1. Find the About this journal section.
a. Type in journal title into the UTEP library online catalog’s E-Journals tab.
b. Click on Title Details.
c. Go to the publication’s Website.
d. Find the About section and read whether peer-reviewing is mentioned in the description.
2. Read the Bibliographic Information in the Library Record.
a. Once you have found your journal title in the E-Journals tab, and clicked on title details, select Additional Title Details.
b. Look in Key Features.
Is it a Peer Reviewed Article?
A. Instructions: Which of these article citations comes from a peer-reviewed journal?
In MLA Style:
Bosworth, David. "From wariness to wishfulness: Disney's emasculation of Pinocchio's conscience." Georgia Review 65.3 (2011): 584-608. Web.
McGee, John. "Piloted by desire: The nautical theme in Romeo and Juliet." English Studies 95.4 (2014): 392-409. Web.
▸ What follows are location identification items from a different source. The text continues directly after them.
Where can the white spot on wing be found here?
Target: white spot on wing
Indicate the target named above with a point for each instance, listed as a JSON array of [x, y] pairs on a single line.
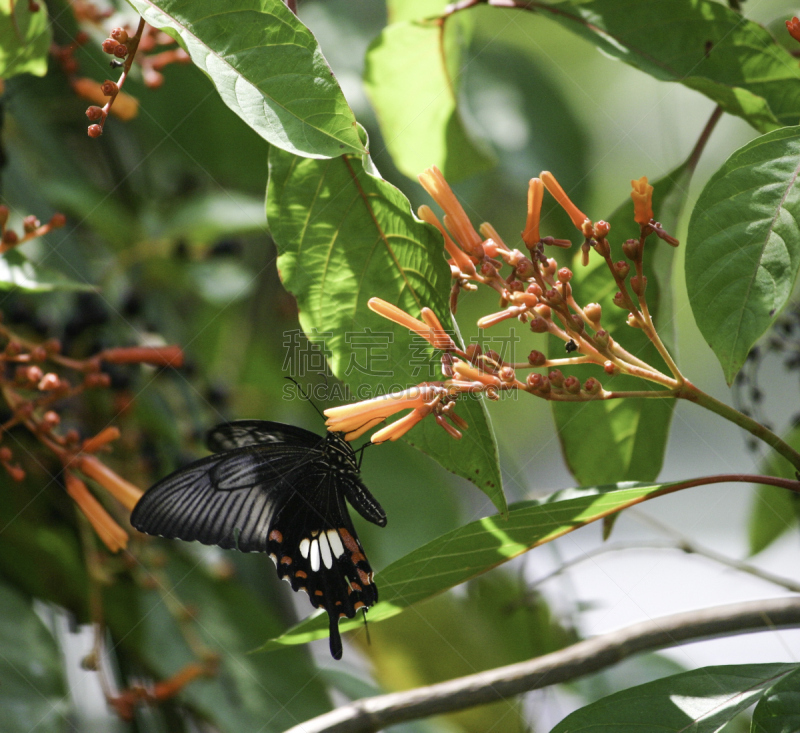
[[327, 558], [315, 556], [336, 542]]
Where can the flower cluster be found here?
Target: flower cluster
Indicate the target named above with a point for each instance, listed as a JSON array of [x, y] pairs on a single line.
[[35, 381], [534, 290]]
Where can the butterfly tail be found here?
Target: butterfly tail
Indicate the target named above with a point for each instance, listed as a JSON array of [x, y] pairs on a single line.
[[335, 636]]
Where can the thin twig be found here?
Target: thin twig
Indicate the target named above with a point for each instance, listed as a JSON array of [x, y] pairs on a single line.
[[586, 657]]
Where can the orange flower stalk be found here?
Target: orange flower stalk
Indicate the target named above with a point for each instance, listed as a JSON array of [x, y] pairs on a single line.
[[461, 259], [435, 336], [642, 195], [113, 536], [575, 214], [400, 427], [456, 218], [348, 418], [123, 491], [535, 195], [793, 26]]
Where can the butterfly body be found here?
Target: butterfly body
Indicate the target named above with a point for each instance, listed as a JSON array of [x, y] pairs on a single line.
[[278, 489]]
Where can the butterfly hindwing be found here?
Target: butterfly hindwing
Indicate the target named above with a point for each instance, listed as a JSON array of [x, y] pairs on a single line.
[[279, 489]]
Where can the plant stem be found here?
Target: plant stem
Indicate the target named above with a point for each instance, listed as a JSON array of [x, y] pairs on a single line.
[[689, 392]]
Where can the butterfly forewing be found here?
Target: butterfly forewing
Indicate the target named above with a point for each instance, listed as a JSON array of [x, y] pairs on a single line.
[[279, 489]]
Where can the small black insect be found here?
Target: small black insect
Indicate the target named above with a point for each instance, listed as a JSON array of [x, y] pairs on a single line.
[[279, 489]]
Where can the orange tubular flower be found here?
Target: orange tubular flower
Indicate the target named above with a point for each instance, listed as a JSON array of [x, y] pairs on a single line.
[[642, 195], [349, 418], [535, 194], [435, 336], [400, 427], [793, 26], [462, 260], [113, 536], [123, 491], [456, 218], [552, 185]]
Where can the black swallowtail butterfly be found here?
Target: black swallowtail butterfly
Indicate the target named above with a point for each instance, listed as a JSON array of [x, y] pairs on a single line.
[[279, 489]]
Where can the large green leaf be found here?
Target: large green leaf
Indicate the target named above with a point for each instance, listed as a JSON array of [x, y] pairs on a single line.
[[345, 235], [699, 43], [743, 249], [19, 273], [33, 692], [267, 67], [247, 692], [24, 38], [702, 701], [774, 510], [477, 547], [624, 439], [778, 711], [409, 81]]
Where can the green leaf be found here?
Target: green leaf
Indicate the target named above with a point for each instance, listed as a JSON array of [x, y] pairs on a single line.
[[33, 692], [267, 67], [702, 701], [701, 44], [24, 39], [624, 439], [743, 249], [477, 547], [19, 273], [345, 236], [246, 692], [416, 99], [778, 711], [774, 510]]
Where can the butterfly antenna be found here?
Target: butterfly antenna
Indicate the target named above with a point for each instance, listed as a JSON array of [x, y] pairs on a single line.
[[366, 627], [305, 396]]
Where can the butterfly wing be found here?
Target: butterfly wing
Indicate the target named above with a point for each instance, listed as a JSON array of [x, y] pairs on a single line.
[[315, 547], [244, 433], [226, 499]]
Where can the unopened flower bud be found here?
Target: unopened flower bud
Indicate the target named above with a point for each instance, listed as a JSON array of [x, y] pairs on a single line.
[[621, 269], [594, 312], [506, 374], [601, 229], [538, 383], [639, 286], [539, 325], [591, 386], [524, 268], [30, 224], [120, 35], [631, 249], [536, 358]]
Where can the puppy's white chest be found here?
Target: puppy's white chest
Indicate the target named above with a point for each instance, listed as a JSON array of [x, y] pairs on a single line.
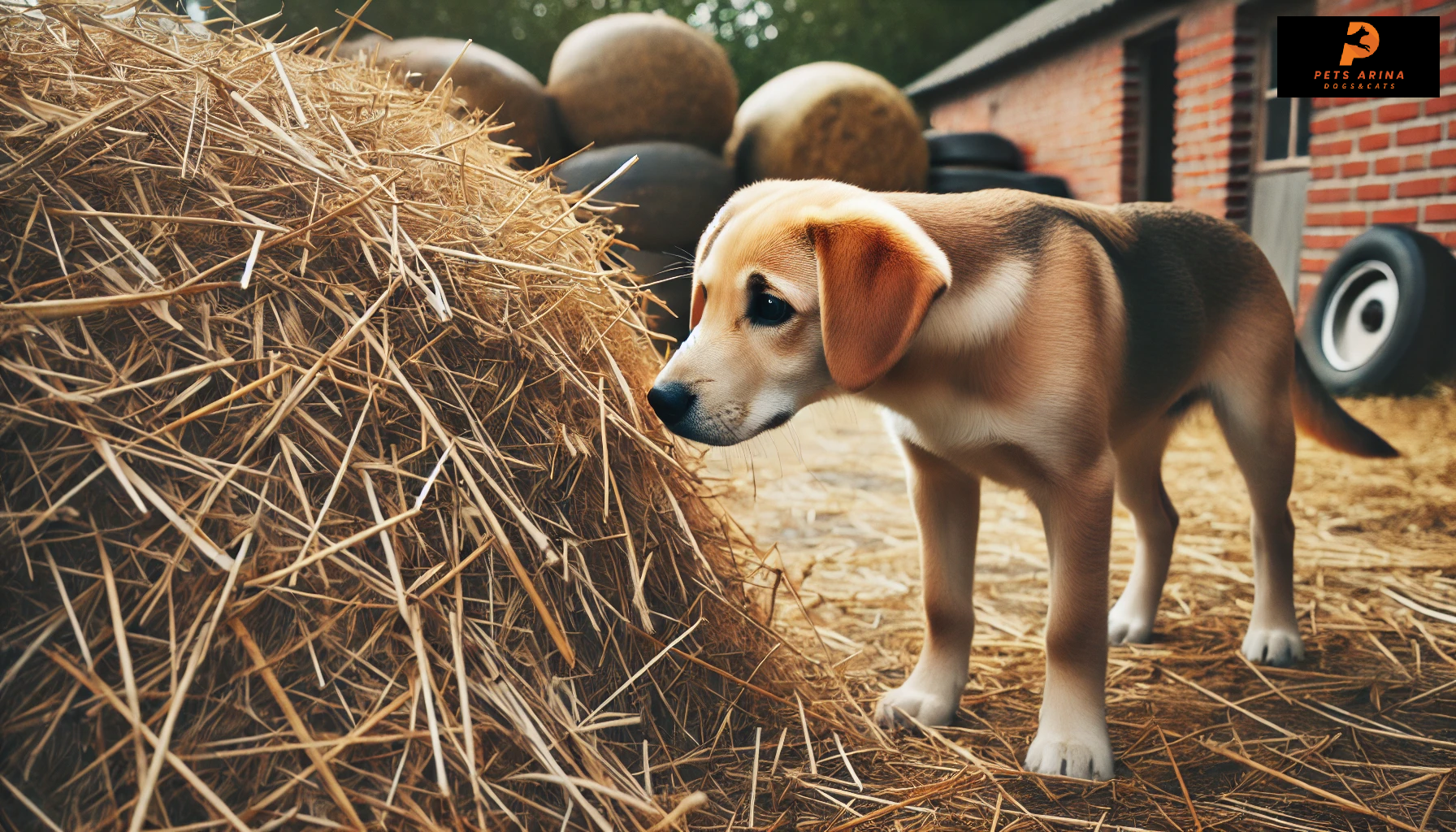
[[951, 426]]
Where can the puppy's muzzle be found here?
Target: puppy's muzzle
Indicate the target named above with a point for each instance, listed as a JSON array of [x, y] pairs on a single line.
[[672, 402]]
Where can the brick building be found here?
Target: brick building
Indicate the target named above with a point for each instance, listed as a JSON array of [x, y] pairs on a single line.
[[1146, 99]]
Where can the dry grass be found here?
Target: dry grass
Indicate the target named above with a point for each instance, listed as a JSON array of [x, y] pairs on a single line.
[[328, 493], [1362, 734], [246, 519]]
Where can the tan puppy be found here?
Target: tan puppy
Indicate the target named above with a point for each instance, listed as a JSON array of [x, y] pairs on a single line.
[[1044, 343]]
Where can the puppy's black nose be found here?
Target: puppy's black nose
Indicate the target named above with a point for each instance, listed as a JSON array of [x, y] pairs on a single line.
[[672, 401]]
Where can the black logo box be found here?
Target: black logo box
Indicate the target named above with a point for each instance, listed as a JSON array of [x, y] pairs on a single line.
[[1406, 63]]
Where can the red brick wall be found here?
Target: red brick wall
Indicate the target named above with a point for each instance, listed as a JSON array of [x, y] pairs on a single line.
[[1203, 126], [1066, 115], [1382, 161], [1373, 161]]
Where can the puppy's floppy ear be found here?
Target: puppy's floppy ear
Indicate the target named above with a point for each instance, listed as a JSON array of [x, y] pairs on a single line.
[[878, 275]]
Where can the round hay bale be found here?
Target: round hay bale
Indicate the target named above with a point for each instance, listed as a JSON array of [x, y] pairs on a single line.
[[833, 121], [485, 79], [288, 418], [669, 275], [674, 190], [637, 77]]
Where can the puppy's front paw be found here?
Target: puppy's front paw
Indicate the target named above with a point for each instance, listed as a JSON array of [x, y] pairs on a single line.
[[1082, 752], [930, 704], [1279, 646], [1126, 626]]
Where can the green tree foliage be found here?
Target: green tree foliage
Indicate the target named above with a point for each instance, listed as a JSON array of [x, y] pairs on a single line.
[[897, 38]]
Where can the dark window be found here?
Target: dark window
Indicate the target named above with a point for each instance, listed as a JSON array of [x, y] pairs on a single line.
[[1156, 60], [1286, 119]]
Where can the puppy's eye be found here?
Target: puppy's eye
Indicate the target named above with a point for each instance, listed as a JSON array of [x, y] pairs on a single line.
[[768, 310]]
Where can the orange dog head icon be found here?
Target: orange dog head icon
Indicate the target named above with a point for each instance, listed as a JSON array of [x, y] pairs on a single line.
[[1362, 41]]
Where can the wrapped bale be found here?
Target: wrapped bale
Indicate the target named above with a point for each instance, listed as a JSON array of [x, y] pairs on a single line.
[[667, 196], [331, 494], [833, 121], [641, 77], [483, 79]]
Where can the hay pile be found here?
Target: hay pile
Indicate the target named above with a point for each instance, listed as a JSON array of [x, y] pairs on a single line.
[[325, 466], [1360, 734]]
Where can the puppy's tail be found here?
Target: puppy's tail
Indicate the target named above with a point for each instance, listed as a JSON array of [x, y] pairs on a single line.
[[1321, 416]]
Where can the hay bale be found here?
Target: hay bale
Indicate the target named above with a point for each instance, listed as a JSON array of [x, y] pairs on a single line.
[[833, 121], [327, 455], [669, 196], [641, 77], [483, 79], [670, 279]]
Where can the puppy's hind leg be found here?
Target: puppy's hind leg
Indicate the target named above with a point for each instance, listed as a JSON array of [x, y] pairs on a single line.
[[1141, 488], [1254, 411], [947, 507]]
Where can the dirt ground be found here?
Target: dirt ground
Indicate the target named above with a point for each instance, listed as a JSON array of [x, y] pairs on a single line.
[[1360, 734]]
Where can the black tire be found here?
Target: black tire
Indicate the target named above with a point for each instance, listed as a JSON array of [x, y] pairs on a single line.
[[964, 180], [974, 149], [1353, 340], [676, 188]]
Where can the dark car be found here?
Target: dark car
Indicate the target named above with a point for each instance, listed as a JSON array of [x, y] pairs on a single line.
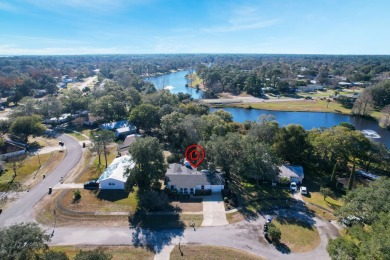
[[91, 185]]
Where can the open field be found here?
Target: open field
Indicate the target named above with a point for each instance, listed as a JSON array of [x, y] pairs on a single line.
[[210, 253], [117, 252], [317, 199], [95, 170], [29, 166], [298, 236], [234, 217], [101, 201], [298, 105]]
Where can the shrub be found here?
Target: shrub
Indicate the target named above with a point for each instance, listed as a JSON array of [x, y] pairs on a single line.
[[274, 233], [284, 181], [174, 158], [203, 192]]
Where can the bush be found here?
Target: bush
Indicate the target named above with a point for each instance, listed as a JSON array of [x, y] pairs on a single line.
[[76, 196], [274, 233], [284, 181]]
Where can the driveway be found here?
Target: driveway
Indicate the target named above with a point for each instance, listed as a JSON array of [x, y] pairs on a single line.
[[214, 211], [22, 209]]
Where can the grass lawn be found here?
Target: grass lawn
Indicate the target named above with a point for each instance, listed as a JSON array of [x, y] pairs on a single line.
[[158, 222], [210, 252], [317, 199], [95, 170], [101, 201], [189, 205], [196, 80], [298, 105], [298, 236], [117, 252], [234, 217], [29, 165]]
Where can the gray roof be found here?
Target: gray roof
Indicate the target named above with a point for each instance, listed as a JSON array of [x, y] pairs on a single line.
[[181, 176], [291, 171]]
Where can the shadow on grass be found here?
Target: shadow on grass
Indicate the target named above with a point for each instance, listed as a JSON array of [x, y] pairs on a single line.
[[112, 195], [154, 230], [282, 248]]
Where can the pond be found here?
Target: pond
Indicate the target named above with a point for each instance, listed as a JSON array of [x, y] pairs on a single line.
[[310, 120], [175, 82]]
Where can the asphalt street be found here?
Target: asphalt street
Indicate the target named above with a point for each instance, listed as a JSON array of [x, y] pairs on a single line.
[[21, 210]]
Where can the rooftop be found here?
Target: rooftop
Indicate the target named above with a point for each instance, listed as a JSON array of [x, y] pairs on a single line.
[[291, 171], [115, 125], [181, 176], [117, 169]]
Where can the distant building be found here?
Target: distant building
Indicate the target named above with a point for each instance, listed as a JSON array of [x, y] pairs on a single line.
[[115, 125], [128, 141], [309, 88], [294, 173], [187, 181], [113, 178], [124, 131], [11, 149]]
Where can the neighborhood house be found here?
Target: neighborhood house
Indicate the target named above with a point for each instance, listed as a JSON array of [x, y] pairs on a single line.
[[294, 173], [113, 178], [187, 181]]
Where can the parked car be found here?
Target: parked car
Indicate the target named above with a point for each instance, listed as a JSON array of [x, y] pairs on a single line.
[[293, 186], [91, 185]]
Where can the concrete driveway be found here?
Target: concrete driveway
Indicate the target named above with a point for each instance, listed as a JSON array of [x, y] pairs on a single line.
[[214, 211]]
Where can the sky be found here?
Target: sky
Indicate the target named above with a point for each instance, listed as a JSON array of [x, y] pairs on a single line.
[[57, 27]]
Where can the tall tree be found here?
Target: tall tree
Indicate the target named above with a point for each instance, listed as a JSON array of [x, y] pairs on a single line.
[[291, 144], [149, 161], [258, 161], [225, 152]]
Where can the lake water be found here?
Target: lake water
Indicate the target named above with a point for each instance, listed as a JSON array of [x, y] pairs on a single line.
[[176, 83]]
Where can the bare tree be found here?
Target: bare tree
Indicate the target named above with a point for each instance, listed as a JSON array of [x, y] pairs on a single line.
[[385, 119]]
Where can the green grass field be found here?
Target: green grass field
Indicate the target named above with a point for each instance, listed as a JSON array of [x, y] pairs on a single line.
[[29, 166], [210, 253], [297, 236], [117, 252]]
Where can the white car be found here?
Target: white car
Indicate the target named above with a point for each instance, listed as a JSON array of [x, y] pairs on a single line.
[[293, 186]]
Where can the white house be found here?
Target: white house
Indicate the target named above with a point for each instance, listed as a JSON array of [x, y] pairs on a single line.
[[186, 181], [294, 173], [113, 177], [124, 131]]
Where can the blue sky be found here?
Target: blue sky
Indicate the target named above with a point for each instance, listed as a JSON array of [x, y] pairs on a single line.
[[194, 26]]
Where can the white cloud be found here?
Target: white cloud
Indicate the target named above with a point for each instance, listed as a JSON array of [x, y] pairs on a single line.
[[241, 25], [242, 18], [7, 7]]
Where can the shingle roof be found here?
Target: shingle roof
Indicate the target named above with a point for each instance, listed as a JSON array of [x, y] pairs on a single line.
[[291, 171], [181, 176]]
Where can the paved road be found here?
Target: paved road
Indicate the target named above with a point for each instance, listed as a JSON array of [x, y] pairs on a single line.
[[214, 211], [21, 210], [243, 235]]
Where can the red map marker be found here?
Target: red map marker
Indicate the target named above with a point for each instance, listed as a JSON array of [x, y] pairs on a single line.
[[195, 155]]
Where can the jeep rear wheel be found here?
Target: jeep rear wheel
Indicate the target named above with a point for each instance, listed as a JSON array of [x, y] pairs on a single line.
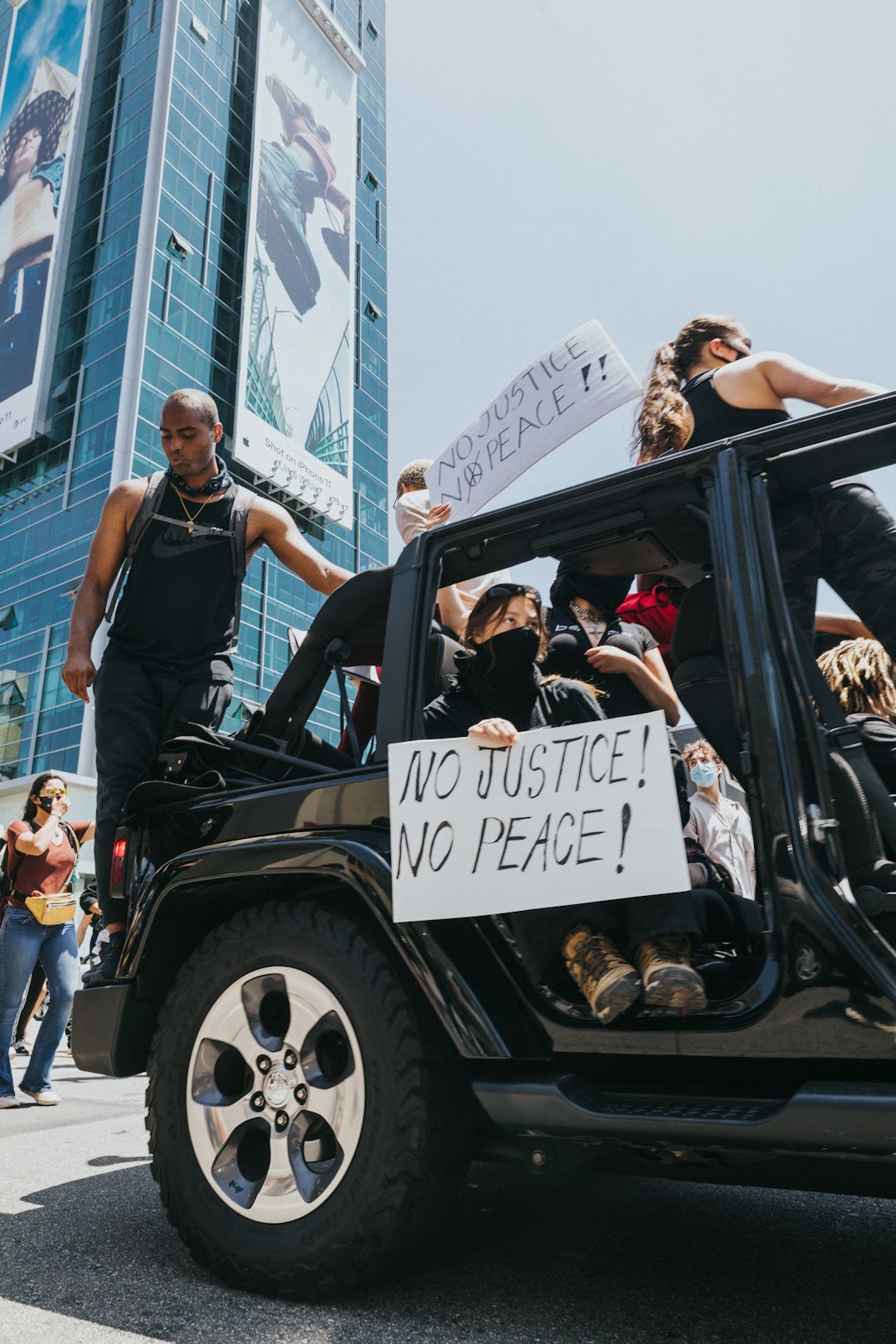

Zinoman, Jason. "Underneath the horror, evidence of some Heart." New York Times (2008): 8. Web.
In APA Style:
Bosworth, D. (2011). From wariness to wishfulness: Disney's emasculation of Pinocchio's conscience. The Georgia Review, (3). 584.
McGee, J. (2014). Piloted by desire: The nautical theme in Romeo and Juliet. English Studies, 95(4), 392-409.
Zinoman, J. (2008). Underneath the horror, evidence of some heart. The New York Times. p. C8.
Prove it! : 1) Provide the dates the peer-reviewed journal is available through the UTEP Library; 2) List the database(s) through which the peer-reviewed journal is available.